Dealing with cheating: BIEK introduces bar-coded admit cards

Over 175,000 students will appear for the Intermediate exams


Our Correspondent April 24, 2015
PHOTO: FILE

KARACHI:


For the first time in its history, the Board of Intermediate Education Karachi (BIEK) has introduced bar-coded admit cards for over 225,000 students who will take the Higher Secondary School Certificate exams, to be held from April 28.


More than 135,000 Intermediate students of science, commerce, humanities, home economics and medical technology will try their luck during the first phase of the exams, which will conclude on May 20. In the second phase of these exams, starting from May 22, another band of around 90,000 students of Intermediate arts and those who are privately enrolled with the BIEK will appear for the exams.



“The step has been taken in view of growing concerns about the issue of impersonation and forgery during the Intermediate exams,” explained BIEK chairperson Prof Anwar Ahmed Zai at a press conference held on Friday to share details about the upcoming exams. “The students’ admit cards will now also have the encoded details, including actual photographs, of each of the registered candidates.”

Prof Ahmed Zai revealed that the BIEK had provided the superintendents of each of the 113 exam centres with internet-enabled smartphones that will make the immediate verification of a candidate’s credentials possible. “In case of suspicion of impersonation, an exam centre will only need to send a photograph of the barcode to the BIEK control room, which will reply with the registered candidate’s credentials right away,” he explained. “From next year, we intend to empower the exam centres to do this verification work on their own with the help of barcode scanners.”

For candidates appearing for their exams at centres other than the ones designated by the BIEK, examinations controller Muhammad Imran Khan Chishti said that the education board will mark all such candidates absent. In the past, many candidates have appeared for their exams at unauthorised centres, where they could anticipate ‘help’ from their relatives and friends on invigilation duty or even cheating mafias that pledge support in exchange of money.

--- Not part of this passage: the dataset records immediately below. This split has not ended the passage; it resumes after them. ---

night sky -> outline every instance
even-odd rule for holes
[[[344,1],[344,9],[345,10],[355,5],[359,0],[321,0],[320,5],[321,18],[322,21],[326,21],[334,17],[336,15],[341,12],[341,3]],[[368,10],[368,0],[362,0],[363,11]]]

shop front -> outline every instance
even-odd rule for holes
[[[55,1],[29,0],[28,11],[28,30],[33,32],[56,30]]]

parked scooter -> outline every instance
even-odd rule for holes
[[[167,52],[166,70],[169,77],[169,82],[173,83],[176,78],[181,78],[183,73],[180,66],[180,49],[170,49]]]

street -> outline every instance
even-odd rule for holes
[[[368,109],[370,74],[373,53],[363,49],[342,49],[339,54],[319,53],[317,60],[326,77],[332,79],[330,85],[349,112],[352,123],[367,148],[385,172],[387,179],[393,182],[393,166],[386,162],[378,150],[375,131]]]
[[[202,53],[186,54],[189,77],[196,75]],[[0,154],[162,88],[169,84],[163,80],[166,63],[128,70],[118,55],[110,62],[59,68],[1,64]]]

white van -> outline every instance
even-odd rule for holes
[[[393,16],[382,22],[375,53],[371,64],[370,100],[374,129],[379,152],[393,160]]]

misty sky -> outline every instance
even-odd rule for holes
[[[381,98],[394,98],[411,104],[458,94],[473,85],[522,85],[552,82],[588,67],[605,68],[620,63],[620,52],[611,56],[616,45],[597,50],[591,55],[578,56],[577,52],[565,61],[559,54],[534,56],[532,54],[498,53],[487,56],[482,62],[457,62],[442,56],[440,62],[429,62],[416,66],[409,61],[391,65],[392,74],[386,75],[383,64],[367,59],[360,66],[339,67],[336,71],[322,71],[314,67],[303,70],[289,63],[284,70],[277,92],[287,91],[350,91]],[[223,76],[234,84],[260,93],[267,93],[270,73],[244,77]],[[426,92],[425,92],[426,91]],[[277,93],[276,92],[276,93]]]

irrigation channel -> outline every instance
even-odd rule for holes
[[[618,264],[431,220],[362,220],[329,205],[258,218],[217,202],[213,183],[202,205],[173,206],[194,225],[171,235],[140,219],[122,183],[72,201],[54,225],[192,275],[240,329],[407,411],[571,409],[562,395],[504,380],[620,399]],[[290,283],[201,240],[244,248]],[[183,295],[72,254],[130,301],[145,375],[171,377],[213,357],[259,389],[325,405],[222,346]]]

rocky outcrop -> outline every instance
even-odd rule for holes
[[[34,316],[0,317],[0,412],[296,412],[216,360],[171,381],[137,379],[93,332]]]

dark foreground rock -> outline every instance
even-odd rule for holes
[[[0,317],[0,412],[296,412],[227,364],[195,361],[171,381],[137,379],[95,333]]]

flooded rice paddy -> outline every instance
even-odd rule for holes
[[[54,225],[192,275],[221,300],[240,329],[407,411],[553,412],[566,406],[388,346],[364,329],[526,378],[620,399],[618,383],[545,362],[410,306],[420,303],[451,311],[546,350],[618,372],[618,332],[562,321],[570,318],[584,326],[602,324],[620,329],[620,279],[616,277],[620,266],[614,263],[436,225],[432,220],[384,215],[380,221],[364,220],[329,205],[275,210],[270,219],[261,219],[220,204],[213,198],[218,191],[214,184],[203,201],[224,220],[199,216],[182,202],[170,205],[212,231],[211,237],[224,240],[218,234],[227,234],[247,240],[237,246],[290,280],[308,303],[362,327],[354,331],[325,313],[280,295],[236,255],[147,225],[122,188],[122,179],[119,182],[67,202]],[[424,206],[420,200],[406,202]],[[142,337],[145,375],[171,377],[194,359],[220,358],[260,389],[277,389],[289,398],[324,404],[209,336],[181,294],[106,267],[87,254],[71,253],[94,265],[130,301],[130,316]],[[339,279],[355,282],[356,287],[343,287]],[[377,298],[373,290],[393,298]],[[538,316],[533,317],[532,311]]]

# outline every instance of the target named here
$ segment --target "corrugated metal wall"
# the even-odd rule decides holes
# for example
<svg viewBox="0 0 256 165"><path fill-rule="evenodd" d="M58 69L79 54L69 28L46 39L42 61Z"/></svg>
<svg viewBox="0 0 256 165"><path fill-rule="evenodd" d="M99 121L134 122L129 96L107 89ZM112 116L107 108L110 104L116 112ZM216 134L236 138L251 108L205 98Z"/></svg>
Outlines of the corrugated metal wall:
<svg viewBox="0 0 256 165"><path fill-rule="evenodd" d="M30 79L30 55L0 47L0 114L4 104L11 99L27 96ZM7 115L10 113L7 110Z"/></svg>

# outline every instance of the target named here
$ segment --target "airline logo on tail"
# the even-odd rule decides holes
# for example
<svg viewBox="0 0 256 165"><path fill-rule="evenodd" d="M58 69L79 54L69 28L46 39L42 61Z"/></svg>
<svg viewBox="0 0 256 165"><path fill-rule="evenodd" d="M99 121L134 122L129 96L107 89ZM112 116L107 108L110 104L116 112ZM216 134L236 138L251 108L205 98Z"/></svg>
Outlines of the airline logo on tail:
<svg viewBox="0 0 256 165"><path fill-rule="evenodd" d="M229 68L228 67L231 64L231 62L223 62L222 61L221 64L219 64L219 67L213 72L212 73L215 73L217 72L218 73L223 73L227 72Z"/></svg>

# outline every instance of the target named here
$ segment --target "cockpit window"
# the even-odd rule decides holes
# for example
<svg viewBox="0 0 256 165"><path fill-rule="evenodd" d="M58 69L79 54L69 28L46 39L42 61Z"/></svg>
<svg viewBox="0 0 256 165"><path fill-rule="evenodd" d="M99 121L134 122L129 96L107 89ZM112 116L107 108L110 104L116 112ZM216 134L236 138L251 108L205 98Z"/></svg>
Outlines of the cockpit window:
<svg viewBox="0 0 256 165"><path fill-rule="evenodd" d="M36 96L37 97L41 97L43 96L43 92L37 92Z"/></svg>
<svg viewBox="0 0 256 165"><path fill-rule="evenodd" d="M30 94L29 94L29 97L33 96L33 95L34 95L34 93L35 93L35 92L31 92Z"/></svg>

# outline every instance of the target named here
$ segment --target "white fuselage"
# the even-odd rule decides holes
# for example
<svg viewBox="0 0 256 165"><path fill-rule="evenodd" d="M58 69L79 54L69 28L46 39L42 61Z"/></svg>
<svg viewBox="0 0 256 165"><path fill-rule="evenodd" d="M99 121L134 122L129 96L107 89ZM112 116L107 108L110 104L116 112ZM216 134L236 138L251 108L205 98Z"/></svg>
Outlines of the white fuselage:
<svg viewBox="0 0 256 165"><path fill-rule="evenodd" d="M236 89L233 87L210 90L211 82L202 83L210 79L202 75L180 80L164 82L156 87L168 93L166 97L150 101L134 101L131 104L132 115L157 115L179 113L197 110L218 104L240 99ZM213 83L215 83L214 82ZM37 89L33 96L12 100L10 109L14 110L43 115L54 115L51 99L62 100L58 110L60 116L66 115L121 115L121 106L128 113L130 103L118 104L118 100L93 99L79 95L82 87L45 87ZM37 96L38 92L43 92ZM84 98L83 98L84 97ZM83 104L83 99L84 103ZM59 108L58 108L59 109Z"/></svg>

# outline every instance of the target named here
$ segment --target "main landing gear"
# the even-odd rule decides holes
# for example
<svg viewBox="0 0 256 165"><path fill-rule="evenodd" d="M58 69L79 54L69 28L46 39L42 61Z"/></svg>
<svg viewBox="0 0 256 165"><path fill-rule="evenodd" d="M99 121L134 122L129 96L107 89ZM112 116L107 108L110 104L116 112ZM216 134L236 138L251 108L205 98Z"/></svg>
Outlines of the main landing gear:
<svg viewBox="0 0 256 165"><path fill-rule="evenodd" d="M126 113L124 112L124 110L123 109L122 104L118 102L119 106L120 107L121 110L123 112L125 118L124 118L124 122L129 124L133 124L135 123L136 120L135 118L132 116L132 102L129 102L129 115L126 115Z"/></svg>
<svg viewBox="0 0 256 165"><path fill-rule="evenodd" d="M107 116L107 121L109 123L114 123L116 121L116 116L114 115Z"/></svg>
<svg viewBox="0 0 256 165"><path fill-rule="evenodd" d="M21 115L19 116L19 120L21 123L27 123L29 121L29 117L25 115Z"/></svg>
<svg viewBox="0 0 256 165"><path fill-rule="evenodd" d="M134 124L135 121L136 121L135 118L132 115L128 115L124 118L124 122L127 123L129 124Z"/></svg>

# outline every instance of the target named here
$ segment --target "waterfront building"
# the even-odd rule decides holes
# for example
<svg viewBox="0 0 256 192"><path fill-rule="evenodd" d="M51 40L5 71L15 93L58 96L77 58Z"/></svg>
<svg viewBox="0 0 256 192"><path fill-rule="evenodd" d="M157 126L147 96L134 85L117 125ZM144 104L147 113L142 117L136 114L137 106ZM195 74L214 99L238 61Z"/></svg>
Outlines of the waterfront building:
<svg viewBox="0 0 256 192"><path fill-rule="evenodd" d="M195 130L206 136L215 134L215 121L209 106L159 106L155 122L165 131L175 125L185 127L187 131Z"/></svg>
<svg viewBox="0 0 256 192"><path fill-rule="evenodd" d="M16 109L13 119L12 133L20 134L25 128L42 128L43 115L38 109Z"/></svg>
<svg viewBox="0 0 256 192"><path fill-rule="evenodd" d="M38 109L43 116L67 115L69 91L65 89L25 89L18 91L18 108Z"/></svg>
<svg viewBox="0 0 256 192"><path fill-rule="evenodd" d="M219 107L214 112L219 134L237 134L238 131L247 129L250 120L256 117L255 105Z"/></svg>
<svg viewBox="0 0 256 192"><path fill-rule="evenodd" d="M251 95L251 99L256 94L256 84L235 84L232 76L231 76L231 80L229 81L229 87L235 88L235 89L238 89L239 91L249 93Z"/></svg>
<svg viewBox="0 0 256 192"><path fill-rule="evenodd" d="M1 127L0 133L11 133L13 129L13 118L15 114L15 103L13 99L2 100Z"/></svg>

“The centre superintendents will also be held responsible for allowing the unauthorised students to take the exams at their centres,” warned Chishti. “I am stating this loud and clear beforehand, lest any such candidates gather in front of the BIEK when the results are announced in order to stage a protest about failing their exams.”

Meanwhile, the BIEK has declared 21 exam centres out of a total of 113 centres as ‘sensitive’ and asked the controlling authority, the Sindh chief minister, to deploy the Rangers there during the exam hours.


Published in The Express Tribune, April 25th, 2015.